Hi all! I found that ingestion process from deltal...
# ingestion
r
Hi all! I found that ingestion process from deltalake could use a lot of memory (in my case more then 8G) and it looks like memory reduction. And the reduction is critical as for me. Datahub ingestion library uses deltalake’s library (in python). And the deltalake’s library creates a vector with all parquet file-names for all delta-table’s states. The vector could be big. Very big! Huge! Dramatically huge! Datahub needs the vector to calculate number of files only. The deltalake’s python library uses a deltalake’s library on rust.
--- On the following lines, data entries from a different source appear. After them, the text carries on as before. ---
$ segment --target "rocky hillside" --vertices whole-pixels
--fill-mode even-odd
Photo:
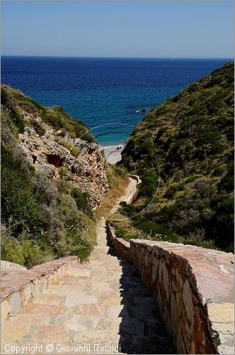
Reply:
[[[61,107],[6,85],[1,99],[2,258],[31,266],[87,258],[108,187],[103,150]]]
[[[234,70],[229,62],[156,106],[122,153],[142,180],[135,212],[225,249],[234,241]]]

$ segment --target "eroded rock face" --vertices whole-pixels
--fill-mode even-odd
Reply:
[[[40,116],[35,118],[28,112],[23,114],[27,119],[36,121],[45,131],[40,136],[31,124],[19,134],[19,146],[28,160],[50,179],[56,181],[62,178],[87,192],[91,207],[97,208],[108,188],[103,148],[96,143],[73,139],[67,134],[62,136],[62,131],[55,132]]]
[[[1,275],[8,275],[11,271],[15,271],[16,270],[26,270],[26,268],[15,263],[10,263],[4,260],[1,261]]]

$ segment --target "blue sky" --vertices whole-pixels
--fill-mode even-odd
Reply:
[[[232,58],[231,1],[2,2],[1,53]]]

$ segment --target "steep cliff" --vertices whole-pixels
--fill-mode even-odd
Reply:
[[[234,62],[154,108],[122,153],[122,164],[142,180],[133,214],[142,211],[191,241],[227,248],[234,240]]]
[[[59,106],[1,87],[4,260],[32,266],[96,242],[93,210],[108,185],[103,149]]]

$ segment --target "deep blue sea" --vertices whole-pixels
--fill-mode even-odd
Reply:
[[[229,59],[2,57],[1,82],[85,122],[103,146],[122,143],[147,110]],[[98,128],[96,128],[97,127]]]

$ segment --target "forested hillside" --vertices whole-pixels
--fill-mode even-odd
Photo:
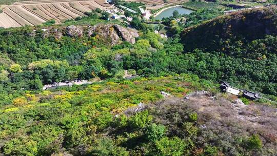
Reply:
[[[209,73],[193,68],[194,73],[276,95],[276,11],[237,12],[185,29],[181,33],[184,52],[204,52],[199,62],[204,69],[214,65],[209,66]]]
[[[0,29],[0,155],[276,155],[276,15],[168,18],[168,38],[137,17]],[[76,79],[92,84],[42,90]]]
[[[0,109],[0,152],[274,155],[275,109],[242,105],[217,87],[182,74],[26,92]]]

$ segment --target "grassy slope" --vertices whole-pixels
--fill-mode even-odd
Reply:
[[[163,150],[156,146],[157,143],[145,139],[147,133],[144,127],[151,123],[165,126],[167,131],[163,135],[181,138],[178,144],[188,144],[186,146],[188,151],[182,151],[180,147],[176,149],[185,152],[184,154],[195,149],[200,153],[210,154],[207,147],[210,146],[206,144],[214,146],[210,147],[214,148],[214,152],[226,155],[238,152],[245,155],[261,152],[266,155],[276,152],[274,138],[270,135],[275,135],[275,131],[272,131],[275,128],[272,124],[273,109],[254,105],[250,106],[249,109],[239,108],[243,109],[246,113],[240,115],[246,119],[251,119],[257,112],[265,118],[266,124],[257,123],[254,128],[248,119],[236,118],[239,112],[234,106],[230,107],[232,104],[230,101],[233,101],[234,97],[219,94],[213,99],[209,94],[194,95],[185,102],[182,98],[193,91],[202,89],[216,93],[217,88],[216,85],[195,76],[183,75],[141,78],[133,81],[106,81],[86,87],[73,86],[66,90],[38,93],[27,91],[25,96],[14,99],[13,104],[0,107],[0,142],[4,147],[1,152],[7,155],[37,155],[65,150],[76,155],[85,153],[107,155],[105,149],[109,148],[109,151],[106,152],[110,152],[109,155],[114,150],[122,153],[113,155],[133,155],[135,153],[159,155]],[[163,99],[161,91],[172,96],[161,100]],[[142,121],[144,117],[140,116],[140,113],[137,116],[138,118],[133,121],[136,115],[134,116],[134,109],[131,108],[136,108],[140,102],[149,106],[146,108],[149,114],[147,114],[148,121]],[[265,109],[267,113],[263,113]],[[198,114],[197,122],[188,119],[193,112]],[[124,118],[124,114],[128,119]],[[118,118],[115,117],[117,114],[120,115]],[[140,125],[133,125],[135,123]],[[203,124],[204,129],[201,128]],[[242,140],[246,141],[257,131],[265,146],[261,151],[244,151]],[[266,135],[268,132],[269,135]],[[187,142],[188,138],[190,143]],[[112,145],[108,144],[107,140]],[[101,144],[98,142],[104,141]],[[129,151],[123,151],[125,150]]]

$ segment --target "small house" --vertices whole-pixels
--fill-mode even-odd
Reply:
[[[142,16],[145,16],[146,15],[146,12],[145,12],[145,10],[143,8],[140,8],[140,10],[142,13]]]
[[[120,18],[120,16],[118,16],[117,14],[114,14],[112,15],[112,18],[114,19],[114,20],[119,19],[119,18]]]

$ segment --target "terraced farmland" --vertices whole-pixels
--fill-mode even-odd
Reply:
[[[113,7],[105,0],[41,0],[16,2],[0,13],[0,27],[34,26],[54,19],[60,24],[97,8]]]

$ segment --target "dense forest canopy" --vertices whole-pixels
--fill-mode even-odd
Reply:
[[[0,29],[0,153],[275,155],[276,8],[224,16],[222,6],[196,3],[185,23],[134,17],[125,32],[134,42],[111,26],[118,21],[70,33]],[[66,25],[107,20],[97,13]],[[163,26],[168,38],[154,32]],[[126,71],[139,76],[124,79]],[[42,90],[76,79],[93,83]],[[222,93],[222,81],[273,101]]]

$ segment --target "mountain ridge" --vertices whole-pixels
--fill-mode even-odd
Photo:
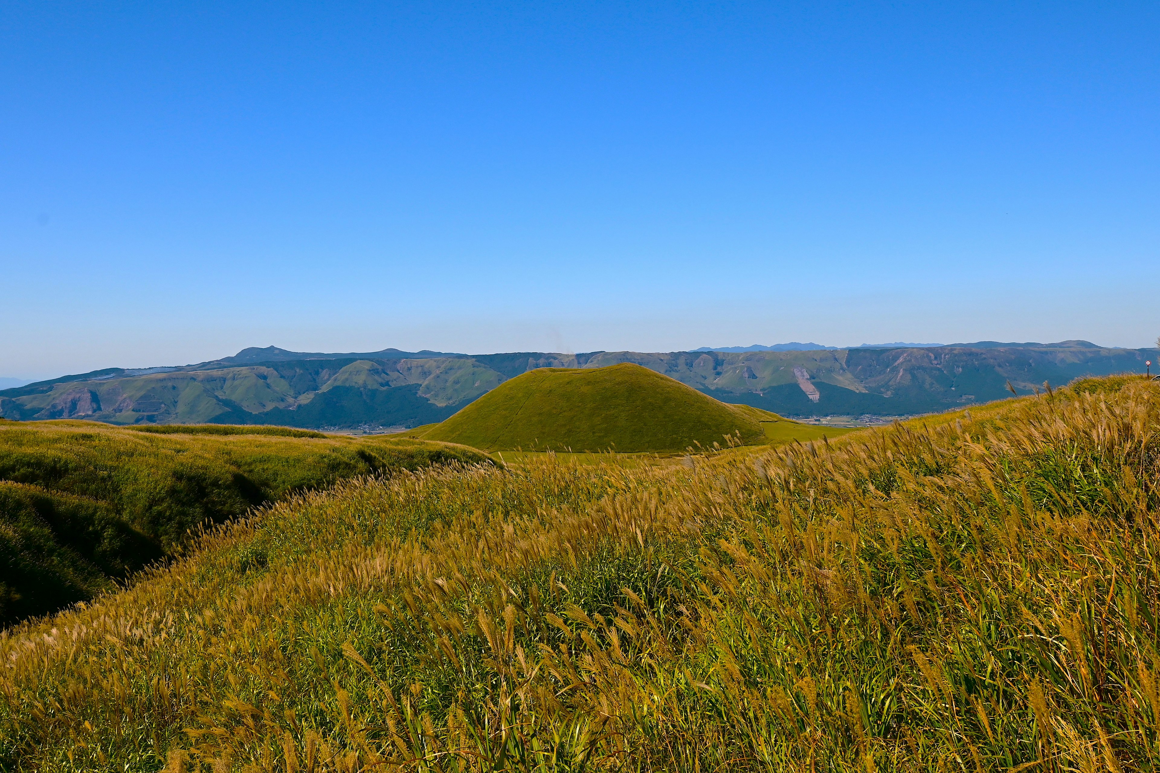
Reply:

And the rust-library has special flag (require_files) which can handle if the files-vector has to be created or not. And avoiding using the vector has to save memory.
Copy code
pub struct DeltaTableLoadOptions {
	..............
    /// Indicates whether DeltaTable should track files.
    /// This defaults to `true`
    ///
    /// Some append-only applications might have no need of tracking any files.
    /// Hence, DeltaTable will be loaded with significant memory reduction.
    pub require_files: bool,
}
The main problem is that the flag couldn’t be managed from the python deltalake’s library (it needs to be changed to manage the flag). And also a question is how we can calculate the number of files in alternative way.Datahub’s code (using of DeltaTable class): https://github.com/datahub-project/datahub/blob/083ab9bc0e7b9d8ba293afcf9fae4ffb71c4f86c/metadata-ingestion/src/datahub/ingestion/source/delta_lake/delta_lake_utils.py#L24Deltalake’s python library: - DeltaTable class: https://github.com/delta-io/delta-rs/blob/45a0404287287ead94005740dad90b67922e0ec9/python/deltalake/table.py#L72 - RawDeltaTable class: https://github.com/delta-io/delta-rs/blob/45a0404287287ead94005740dad90b67922e0ec9/python/src/lib.rs#L78Deltalake’s rust library: - DeltaTableBuilder class (require_files is in the options: DeltaTableLoadOptions field): https://github.com/delta-io/delta-rs/blob/45a0404287287ead94005740dad90b67922e0ec9/rust/src/builder.rs#L116
h
Hi @rich-battery-25772, thanks for reporting this issue and along with the root-cause. Please open a github issue here and we will address this as soon as we can.